When you know a death is close at hand, the news of it hits you a little differently. My aunt was an incredible 105-years-old. She lived independently in a little house in the country for 103 of those years. But the last two years brought a decline in her health and her vision, so she moved into a nursing home. About a week ago, she fell and broke her hip, and we all knew that fall would likely lead to the end.
All day I’ve been wondering why tears haven’t come for me yet. I know they’re in there, and they’re coming. But not today. When I heard the news, I immediately remembered the prayer I said for her last night as I was waiting to fall asleep. I prayed she would not be in pain from that broken hip, that she would not feel afraid and that she would feel peaceful. And her passing brought answers to all three of those requests. I felt an odd sense of relief that she was now free of all the physical sufferings that weighed her down these past few months.

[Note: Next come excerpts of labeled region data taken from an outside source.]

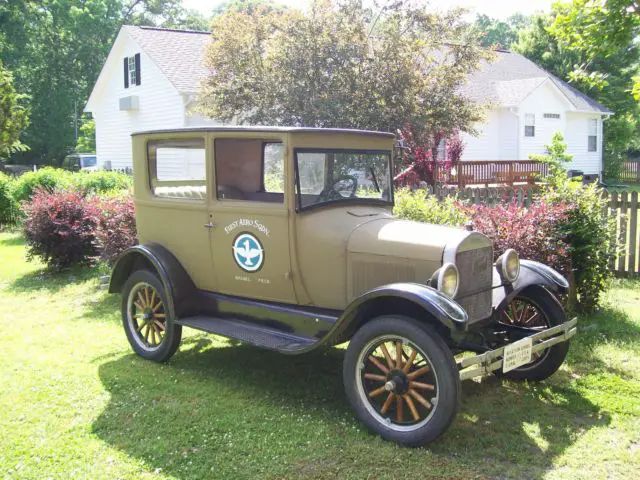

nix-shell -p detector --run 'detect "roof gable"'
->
[461,50,612,114]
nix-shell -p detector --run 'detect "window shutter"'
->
[124,57,129,88]
[135,53,140,85]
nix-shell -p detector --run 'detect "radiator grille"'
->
[456,247,493,321]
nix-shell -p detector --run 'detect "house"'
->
[85,25,220,169]
[462,50,612,174]
[85,26,611,174]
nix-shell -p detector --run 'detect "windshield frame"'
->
[293,147,394,212]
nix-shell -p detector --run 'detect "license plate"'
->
[502,337,533,373]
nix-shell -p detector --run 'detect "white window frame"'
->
[127,55,136,88]
[587,118,598,153]
[524,113,536,138]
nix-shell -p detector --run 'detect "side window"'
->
[214,138,285,203]
[147,138,207,201]
[524,113,536,137]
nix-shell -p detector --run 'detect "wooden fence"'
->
[606,192,640,276]
[424,185,640,276]
[618,160,640,183]
[435,160,549,187]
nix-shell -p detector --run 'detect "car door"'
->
[210,134,296,303]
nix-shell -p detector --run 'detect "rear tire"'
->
[343,315,460,446]
[121,270,182,362]
[496,286,569,381]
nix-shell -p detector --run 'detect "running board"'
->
[176,316,318,354]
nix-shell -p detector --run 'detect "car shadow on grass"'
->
[93,336,610,478]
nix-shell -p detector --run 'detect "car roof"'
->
[131,126,395,138]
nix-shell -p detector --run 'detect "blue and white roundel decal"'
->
[233,233,264,272]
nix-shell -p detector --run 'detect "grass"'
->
[0,233,640,480]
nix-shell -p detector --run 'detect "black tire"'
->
[496,286,569,381]
[121,270,182,362]
[343,315,460,447]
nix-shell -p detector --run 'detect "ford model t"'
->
[109,127,576,445]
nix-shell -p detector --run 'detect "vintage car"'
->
[109,127,576,445]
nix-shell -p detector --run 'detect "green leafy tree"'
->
[473,14,530,48]
[76,118,96,153]
[199,0,490,141]
[0,62,29,160]
[514,0,640,177]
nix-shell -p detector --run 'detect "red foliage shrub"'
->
[95,195,138,263]
[461,202,572,277]
[23,188,98,270]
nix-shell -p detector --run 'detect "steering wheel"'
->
[318,175,358,201]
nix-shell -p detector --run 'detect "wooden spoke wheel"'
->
[122,270,182,362]
[128,282,167,349]
[360,336,438,428]
[343,315,460,446]
[495,286,569,380]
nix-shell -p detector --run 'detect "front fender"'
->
[325,283,469,343]
[492,260,569,311]
[109,243,196,318]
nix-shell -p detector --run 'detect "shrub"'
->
[542,177,615,312]
[465,202,571,276]
[95,195,138,263]
[0,172,20,228]
[72,170,132,195]
[13,167,72,203]
[23,188,98,270]
[393,189,469,226]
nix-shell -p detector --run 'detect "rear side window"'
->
[147,138,207,201]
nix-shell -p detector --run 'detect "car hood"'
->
[347,218,478,263]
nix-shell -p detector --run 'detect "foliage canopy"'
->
[200,0,490,140]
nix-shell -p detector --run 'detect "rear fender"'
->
[109,243,196,318]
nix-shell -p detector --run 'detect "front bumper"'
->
[457,318,578,380]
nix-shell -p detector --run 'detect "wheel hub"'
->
[384,370,409,395]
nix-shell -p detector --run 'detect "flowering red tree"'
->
[393,125,464,188]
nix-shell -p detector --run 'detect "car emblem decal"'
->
[233,232,264,272]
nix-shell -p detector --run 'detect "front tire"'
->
[121,270,182,362]
[496,286,569,381]
[343,315,460,446]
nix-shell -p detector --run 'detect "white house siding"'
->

Mingled with the relief is a sense of thankfulness. My family has experienced a death before that was sudden and jarring – the kind of shock that sucks the breath out of you and leaves you devastated and robbed. But this wasn’t like that. Aunt Eunice had a long, wonderful life full of great stories and great love, and we got to be a part of that life for as long as possible. There is no anger, no regret and no “if only.”
I imagine the tears will probably come in a few days at her funeral. When I walk into the small country church where she attended for so many decades and see that she’s not sitting in one of the pews, the loss will be real. Selfishly, I will wish for one more visit with her, for one more dinner around her kitchen table, for one more Christmas at her little house in the country.
There are no new moments to have with her, but there are so many of them to remember. After her husband died, Aunt Eunice lived with my grandmother for many years, so I always thought of her as my bonus grandma. I spent nearly every Sunday afternoon of my childhood with her. I’d follow her out to the chicken coop to collect the eggs and then skip along beside her as she went out to feed dinner scraps to all the stray cats that wandered up to her house to find a meal. During the summers, she showed me how to walk through her huge garden without squashing any of the vegetables nestled on the rows, and in the winters she showed me how to crochet blankets from colorful bundles of yarn.
One of my favorite memories is of the time she taught me a “word game” that I always thought she had made up just to entertain me. I was probably 9 or 10 at the time, and I’d sit with her for hours playing with sentences she wrote out for me. A few years later in school, I realized that the “game” she’d taught me was actually complex sentence diagramming. Aunt Eunice was a pro at it, and her love of words rubbed off on me. She taught me that words and language and writing could be fun.
For that memory and so many others she left me with, I am grateful. This is a sad day, but I can’t help but feel happy that I got to be part of her life. She was warm and gracious, and she was also strong, smart and incredibly kind. The tears will certainly come because even 105 years aren’t enough with someone like her. But I know this for certain. She is part of me – now and forever – and, for that, I am blessed.